BACKGROUND The use of monoclonal antibodies in various settings has been linked to the development of progressive multifocal leukoencephalopathy (PML). Whilst this association is well-described with agents such as rituximab and natalizumab, the literature describing the occurrence of PML with ofatumumab therapy (especially in a haematology setting) is sparse. This case aims to draw attention to the above association with a particular focus on the mechanisms by which B-cell-depleting therapy can precipitate PML during the treatment of haematological malignancy. CASE PRESENTATION A 68-year-old Caucasian man presented with acute-on-subacute confusion and reduced mobility. He had a history of chronic lymphocytic leukaemia for which he had completed six cycles of ofatumumab and chlorambucil 2 months prior to presentation. Biochemistry, physical examination and imaging were unremarkable on admission. Subsequent neurological examination demonstrated diminished reflexes and an extensor right plantar, while magnetic resonance imaging (MRI) assessment revealed white matter hyperintensities in the frontal lobes with restricted diffusion surrounding these areas. Cerebrospinal fluid (CSF) analysis demonstrated normal cell counts and chemistry but detected John Cunningham virus (JCV) via polymerase chain reaction (PCR), with a quantitative value of 41,850 gEg/ml.
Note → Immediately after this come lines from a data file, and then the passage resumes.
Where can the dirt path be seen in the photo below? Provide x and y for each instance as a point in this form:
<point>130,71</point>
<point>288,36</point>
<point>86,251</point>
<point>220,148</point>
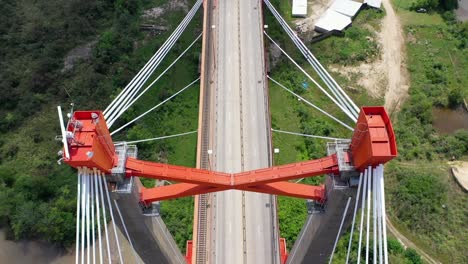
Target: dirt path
<point>392,42</point>
<point>407,243</point>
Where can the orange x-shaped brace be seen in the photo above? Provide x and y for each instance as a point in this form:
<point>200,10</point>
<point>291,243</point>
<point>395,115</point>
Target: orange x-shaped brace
<point>273,180</point>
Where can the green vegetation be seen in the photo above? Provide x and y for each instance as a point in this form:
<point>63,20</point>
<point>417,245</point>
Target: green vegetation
<point>397,253</point>
<point>287,113</point>
<point>429,207</point>
<point>358,44</point>
<point>420,200</point>
<point>38,196</point>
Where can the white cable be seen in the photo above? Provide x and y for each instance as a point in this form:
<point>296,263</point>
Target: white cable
<point>83,211</point>
<point>142,73</point>
<point>93,237</point>
<point>307,135</point>
<point>339,230</point>
<point>78,199</point>
<point>363,207</point>
<point>311,104</point>
<point>126,232</point>
<point>153,108</point>
<point>157,78</point>
<point>88,190</point>
<point>384,216</point>
<point>324,75</point>
<point>101,182</point>
<point>374,211</point>
<point>351,116</point>
<point>305,52</point>
<point>98,215</point>
<point>159,56</point>
<point>356,205</point>
<point>369,189</point>
<point>146,72</point>
<point>156,138</point>
<point>113,223</point>
<point>379,217</point>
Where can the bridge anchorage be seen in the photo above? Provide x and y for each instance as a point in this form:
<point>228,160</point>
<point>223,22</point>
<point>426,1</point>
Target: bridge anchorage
<point>88,146</point>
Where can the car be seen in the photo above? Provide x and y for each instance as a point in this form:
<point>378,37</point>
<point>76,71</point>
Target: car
<point>421,10</point>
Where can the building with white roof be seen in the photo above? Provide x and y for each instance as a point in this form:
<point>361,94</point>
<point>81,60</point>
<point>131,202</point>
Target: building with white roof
<point>331,21</point>
<point>340,14</point>
<point>346,7</point>
<point>373,3</point>
<point>299,8</point>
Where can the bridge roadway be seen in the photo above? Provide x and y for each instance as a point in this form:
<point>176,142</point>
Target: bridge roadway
<point>242,225</point>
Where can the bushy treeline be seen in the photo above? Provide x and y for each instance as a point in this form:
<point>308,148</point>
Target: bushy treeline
<point>38,197</point>
<point>435,82</point>
<point>397,253</point>
<point>36,36</point>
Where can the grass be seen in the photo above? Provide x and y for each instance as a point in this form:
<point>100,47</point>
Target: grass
<point>446,234</point>
<point>287,113</point>
<point>176,116</point>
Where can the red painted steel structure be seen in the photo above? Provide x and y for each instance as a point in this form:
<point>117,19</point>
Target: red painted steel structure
<point>91,146</point>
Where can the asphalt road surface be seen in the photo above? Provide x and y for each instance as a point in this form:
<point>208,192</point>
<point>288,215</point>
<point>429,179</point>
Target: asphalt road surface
<point>242,222</point>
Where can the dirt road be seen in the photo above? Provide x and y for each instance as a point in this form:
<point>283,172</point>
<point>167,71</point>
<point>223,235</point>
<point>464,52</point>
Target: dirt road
<point>407,243</point>
<point>393,42</point>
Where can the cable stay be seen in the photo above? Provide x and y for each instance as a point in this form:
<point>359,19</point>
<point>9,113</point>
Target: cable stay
<point>126,231</point>
<point>101,196</point>
<point>146,70</point>
<point>356,205</point>
<point>307,135</point>
<point>78,211</point>
<point>112,218</point>
<point>129,104</point>
<point>155,107</point>
<point>156,138</point>
<point>98,215</point>
<point>311,104</point>
<point>339,229</point>
<point>346,111</point>
<point>333,86</point>
<point>363,206</point>
<point>129,92</point>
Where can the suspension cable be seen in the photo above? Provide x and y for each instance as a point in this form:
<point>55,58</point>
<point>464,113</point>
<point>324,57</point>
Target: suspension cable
<point>93,237</point>
<point>363,207</point>
<point>101,191</point>
<point>78,197</point>
<point>334,87</point>
<point>155,80</point>
<point>339,230</point>
<point>98,215</point>
<point>369,178</point>
<point>352,117</point>
<point>356,205</point>
<point>384,216</point>
<point>158,105</point>
<point>145,72</point>
<point>113,222</point>
<point>374,212</point>
<point>311,104</point>
<point>83,212</point>
<point>156,138</point>
<point>125,229</point>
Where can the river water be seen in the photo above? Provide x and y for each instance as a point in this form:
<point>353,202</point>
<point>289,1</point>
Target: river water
<point>25,252</point>
<point>447,121</point>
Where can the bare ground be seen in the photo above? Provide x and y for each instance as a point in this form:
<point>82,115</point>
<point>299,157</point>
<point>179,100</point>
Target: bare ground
<point>387,76</point>
<point>393,43</point>
<point>407,243</point>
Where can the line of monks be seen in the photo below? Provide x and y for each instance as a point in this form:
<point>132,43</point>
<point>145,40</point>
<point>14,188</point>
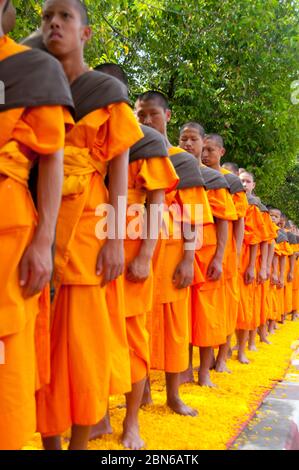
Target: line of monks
<point>69,142</point>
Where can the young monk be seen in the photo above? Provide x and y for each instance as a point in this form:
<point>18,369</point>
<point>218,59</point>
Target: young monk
<point>274,316</point>
<point>208,316</point>
<point>86,259</point>
<point>291,259</point>
<point>150,174</point>
<point>174,258</point>
<point>295,306</point>
<point>213,151</point>
<point>261,261</point>
<point>32,132</point>
<point>232,167</point>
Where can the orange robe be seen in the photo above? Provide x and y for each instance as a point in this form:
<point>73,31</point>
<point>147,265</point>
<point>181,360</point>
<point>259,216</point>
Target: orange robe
<point>169,318</point>
<point>81,356</point>
<point>288,288</point>
<point>262,291</point>
<point>144,175</point>
<point>24,322</point>
<point>231,284</point>
<point>282,249</point>
<point>246,314</point>
<point>296,282</point>
<point>208,302</point>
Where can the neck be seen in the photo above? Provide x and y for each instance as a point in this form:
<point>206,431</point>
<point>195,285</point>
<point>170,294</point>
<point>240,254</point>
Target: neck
<point>74,67</point>
<point>168,144</point>
<point>1,29</point>
<point>216,167</point>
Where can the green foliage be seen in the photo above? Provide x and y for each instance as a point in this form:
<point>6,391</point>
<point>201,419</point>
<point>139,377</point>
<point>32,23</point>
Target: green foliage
<point>228,64</point>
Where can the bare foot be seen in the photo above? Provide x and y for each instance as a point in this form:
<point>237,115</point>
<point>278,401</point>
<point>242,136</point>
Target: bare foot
<point>213,363</point>
<point>187,376</point>
<point>222,367</point>
<point>205,381</point>
<point>264,340</point>
<point>131,437</point>
<point>179,407</point>
<point>101,429</point>
<point>147,394</point>
<point>243,359</point>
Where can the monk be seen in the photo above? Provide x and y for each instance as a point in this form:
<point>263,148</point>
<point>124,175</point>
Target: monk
<point>174,256</point>
<point>32,134</point>
<point>89,246</point>
<point>213,152</point>
<point>208,315</point>
<point>275,315</point>
<point>150,174</point>
<point>232,167</point>
<point>261,262</point>
<point>295,310</point>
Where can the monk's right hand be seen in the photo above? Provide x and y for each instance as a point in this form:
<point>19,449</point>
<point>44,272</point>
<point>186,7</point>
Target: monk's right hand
<point>214,271</point>
<point>274,279</point>
<point>111,261</point>
<point>139,269</point>
<point>36,267</point>
<point>249,276</point>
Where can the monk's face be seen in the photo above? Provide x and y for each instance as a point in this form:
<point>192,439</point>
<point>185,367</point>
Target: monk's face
<point>212,153</point>
<point>231,169</point>
<point>192,142</point>
<point>282,222</point>
<point>152,114</point>
<point>62,27</point>
<point>247,182</point>
<point>8,17</point>
<point>275,215</point>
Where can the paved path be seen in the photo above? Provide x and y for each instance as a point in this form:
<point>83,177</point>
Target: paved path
<point>276,424</point>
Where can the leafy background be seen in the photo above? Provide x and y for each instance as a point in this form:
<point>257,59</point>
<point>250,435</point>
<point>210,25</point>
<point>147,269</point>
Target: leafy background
<point>227,64</point>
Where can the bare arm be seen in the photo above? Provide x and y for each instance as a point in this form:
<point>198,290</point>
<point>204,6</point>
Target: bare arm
<point>214,271</point>
<point>111,259</point>
<point>262,275</point>
<point>292,267</point>
<point>282,265</point>
<point>184,273</point>
<point>239,226</point>
<point>249,273</point>
<point>139,268</point>
<point>36,265</point>
<point>274,275</point>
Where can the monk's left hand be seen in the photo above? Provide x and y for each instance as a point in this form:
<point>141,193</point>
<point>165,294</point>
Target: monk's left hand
<point>111,261</point>
<point>139,269</point>
<point>290,277</point>
<point>262,276</point>
<point>36,267</point>
<point>214,271</point>
<point>184,274</point>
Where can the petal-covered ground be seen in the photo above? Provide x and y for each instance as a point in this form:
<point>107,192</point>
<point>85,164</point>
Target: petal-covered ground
<point>222,410</point>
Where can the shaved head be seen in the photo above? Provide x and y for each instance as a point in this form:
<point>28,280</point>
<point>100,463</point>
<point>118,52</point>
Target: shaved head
<point>193,125</point>
<point>156,96</point>
<point>216,138</point>
<point>81,7</point>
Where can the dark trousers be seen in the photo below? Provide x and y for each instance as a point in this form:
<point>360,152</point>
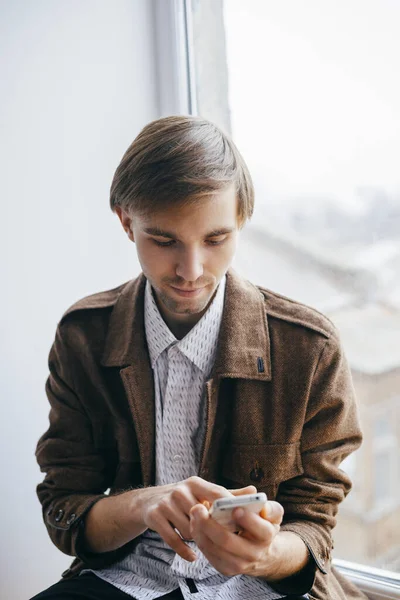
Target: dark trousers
<point>90,587</point>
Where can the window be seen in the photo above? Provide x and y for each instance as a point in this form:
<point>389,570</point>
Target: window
<point>310,93</point>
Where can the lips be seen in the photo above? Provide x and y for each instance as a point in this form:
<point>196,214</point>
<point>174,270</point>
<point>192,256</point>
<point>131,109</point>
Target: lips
<point>188,293</point>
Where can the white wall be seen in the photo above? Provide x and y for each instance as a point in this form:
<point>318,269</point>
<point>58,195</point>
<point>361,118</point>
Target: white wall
<point>77,83</point>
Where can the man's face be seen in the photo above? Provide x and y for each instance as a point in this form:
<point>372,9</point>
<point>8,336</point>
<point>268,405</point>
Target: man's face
<point>184,252</point>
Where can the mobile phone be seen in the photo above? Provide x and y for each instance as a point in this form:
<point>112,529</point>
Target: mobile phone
<point>221,509</point>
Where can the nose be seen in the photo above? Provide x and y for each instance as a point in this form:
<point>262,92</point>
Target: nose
<point>190,265</point>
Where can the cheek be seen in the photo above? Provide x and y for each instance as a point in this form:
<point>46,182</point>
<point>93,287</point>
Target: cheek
<point>150,257</point>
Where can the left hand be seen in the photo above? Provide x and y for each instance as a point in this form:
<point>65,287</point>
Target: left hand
<point>253,552</point>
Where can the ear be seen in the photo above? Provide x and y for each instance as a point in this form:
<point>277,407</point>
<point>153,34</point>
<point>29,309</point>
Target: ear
<point>126,222</point>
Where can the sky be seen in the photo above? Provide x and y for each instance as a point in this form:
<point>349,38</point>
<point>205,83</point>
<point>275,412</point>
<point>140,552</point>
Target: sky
<point>315,95</point>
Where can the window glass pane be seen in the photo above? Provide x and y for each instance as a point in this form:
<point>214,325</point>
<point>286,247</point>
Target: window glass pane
<point>313,98</point>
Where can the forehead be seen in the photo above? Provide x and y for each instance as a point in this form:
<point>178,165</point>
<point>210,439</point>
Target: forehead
<point>199,217</point>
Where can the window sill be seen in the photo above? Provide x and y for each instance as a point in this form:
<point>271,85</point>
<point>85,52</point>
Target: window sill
<point>376,583</point>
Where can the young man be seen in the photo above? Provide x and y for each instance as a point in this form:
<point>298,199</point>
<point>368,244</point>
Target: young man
<point>190,384</point>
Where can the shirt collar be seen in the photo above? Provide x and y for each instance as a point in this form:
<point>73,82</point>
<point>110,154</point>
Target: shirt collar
<point>159,336</point>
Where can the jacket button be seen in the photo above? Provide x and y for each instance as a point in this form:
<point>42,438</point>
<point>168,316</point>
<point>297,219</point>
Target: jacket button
<point>59,516</point>
<point>256,474</point>
<point>71,519</point>
<point>65,573</point>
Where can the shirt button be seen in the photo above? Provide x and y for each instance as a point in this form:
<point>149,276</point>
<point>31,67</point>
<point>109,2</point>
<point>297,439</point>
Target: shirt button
<point>59,516</point>
<point>71,519</point>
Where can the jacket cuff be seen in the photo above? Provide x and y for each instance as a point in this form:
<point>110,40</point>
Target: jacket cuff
<point>317,539</point>
<point>298,584</point>
<point>97,560</point>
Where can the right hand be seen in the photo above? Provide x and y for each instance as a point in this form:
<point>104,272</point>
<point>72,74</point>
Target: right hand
<point>166,508</point>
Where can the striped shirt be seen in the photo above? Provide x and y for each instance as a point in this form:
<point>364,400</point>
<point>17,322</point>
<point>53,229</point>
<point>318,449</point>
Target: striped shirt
<point>181,369</point>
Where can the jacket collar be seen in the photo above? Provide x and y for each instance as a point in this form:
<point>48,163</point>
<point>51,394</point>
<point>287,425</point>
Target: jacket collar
<point>243,347</point>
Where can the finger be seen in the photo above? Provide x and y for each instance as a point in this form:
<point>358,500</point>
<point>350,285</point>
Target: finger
<point>255,527</point>
<point>221,559</point>
<point>178,520</point>
<point>249,489</point>
<point>273,512</point>
<point>209,533</point>
<point>169,535</point>
<point>204,490</point>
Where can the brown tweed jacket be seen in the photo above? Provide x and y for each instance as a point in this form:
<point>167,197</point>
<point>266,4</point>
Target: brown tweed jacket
<point>281,414</point>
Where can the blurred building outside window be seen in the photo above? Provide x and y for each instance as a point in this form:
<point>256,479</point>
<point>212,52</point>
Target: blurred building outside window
<point>310,93</point>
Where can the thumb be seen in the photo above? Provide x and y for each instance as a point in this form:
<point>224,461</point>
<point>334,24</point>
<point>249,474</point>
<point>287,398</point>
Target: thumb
<point>250,489</point>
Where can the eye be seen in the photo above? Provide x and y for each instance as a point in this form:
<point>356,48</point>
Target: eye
<point>163,244</point>
<point>216,241</point>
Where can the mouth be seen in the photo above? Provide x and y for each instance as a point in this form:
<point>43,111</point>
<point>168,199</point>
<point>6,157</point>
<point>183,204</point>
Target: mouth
<point>187,293</point>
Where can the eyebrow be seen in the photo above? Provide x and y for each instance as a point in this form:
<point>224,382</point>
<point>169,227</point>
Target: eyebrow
<point>162,233</point>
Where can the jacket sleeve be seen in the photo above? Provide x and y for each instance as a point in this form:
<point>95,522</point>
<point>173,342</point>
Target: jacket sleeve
<point>330,433</point>
<point>77,474</point>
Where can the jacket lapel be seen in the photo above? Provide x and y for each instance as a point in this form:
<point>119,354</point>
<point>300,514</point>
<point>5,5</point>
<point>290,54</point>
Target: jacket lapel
<point>126,347</point>
<point>243,353</point>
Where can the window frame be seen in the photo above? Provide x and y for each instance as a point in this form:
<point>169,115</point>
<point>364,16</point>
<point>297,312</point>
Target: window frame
<point>178,95</point>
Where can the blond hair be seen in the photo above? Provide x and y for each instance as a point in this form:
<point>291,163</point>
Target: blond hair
<point>180,159</point>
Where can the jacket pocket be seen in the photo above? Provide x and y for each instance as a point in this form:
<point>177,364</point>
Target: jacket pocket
<point>262,465</point>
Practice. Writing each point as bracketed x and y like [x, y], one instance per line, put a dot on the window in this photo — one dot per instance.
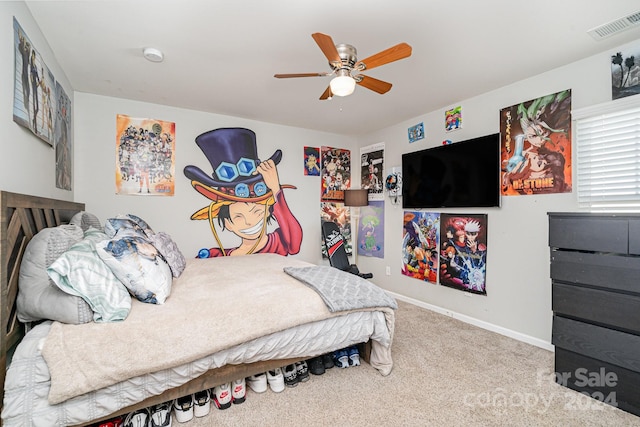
[607, 140]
CSF immunophenotyping excluded malignant processes. A diagnosis of PML was confirmed, and with the support of palliative care, the patient was discharged to a hospice for ongoing care with the family's agreement. CONCLUSION PML remains a rare complication of ofatumumab treatment. Nevertheless, clinicians should maintain a certain level of suspicion for this risk, especially in the context of patients presenting with clinical syndromes of encephalopathy and focal neurologic deficits. Furthermore, research to better our understanding of the manifold links between B-cell function and JCV regulation could provide valuable information for use in the future prevention and treatment of PML.

中文翻译:

慢性淋巴细胞性白血病患者的快速认知功能下降:病例报告。

背景技术在各种情况下使用单克隆抗体已经与进行性多灶性白质脑病(PML)的发展有关。尽管用利妥昔单抗和那他珠单抗等药物对此关联进行了很好的描述,但描述奥法妥单抗治疗(特别是在血液学方面)发生PML的文献很少。本案例旨在引起人们对上述关联的关注,特别关注血液细胞恶性肿瘤治疗过程中B细胞耗竭疗法可沉淀PML的机制。病例介绍一名68岁的白种男人表现出亚急性急性意识模糊和行动不便。他有慢性淋巴细胞性白血病病史,在就诊前两个月已完成ofatumumab和苯丁酸氮芥的六个周期。生物化学 入院时体检和影像学检查无异常。随后的神经系统检查显示反射减弱,右足底伸肌,而磁共振成像(MRI)评估显示额叶白质高信号,这些区域周围扩散受限。脑脊液(CSF)分析显示细胞计数和化学反应正常,但通过聚合酶链反应(PCR)检测到约翰·坎宁安病毒(JCV),定量值为41,850 gEg / ml。脑脊液免疫表型排除恶性过程。确诊为PML,并在姑息治疗的支持下,经家庭同意,患者被送往临终关怀医院接受持续治疗。结论PML仍然是ofatumumab治疗的罕见并发症。不过,临床医生应对这种风险保持一定程度的怀疑,尤其是在出现脑病和局灶性神经功能缺损的临床综合征的患者中。此外,为更好地了解B细胞功能与JCV调节之间的多重联系而进行的研究可能会为将来预防和治疗PML提供有用的信息。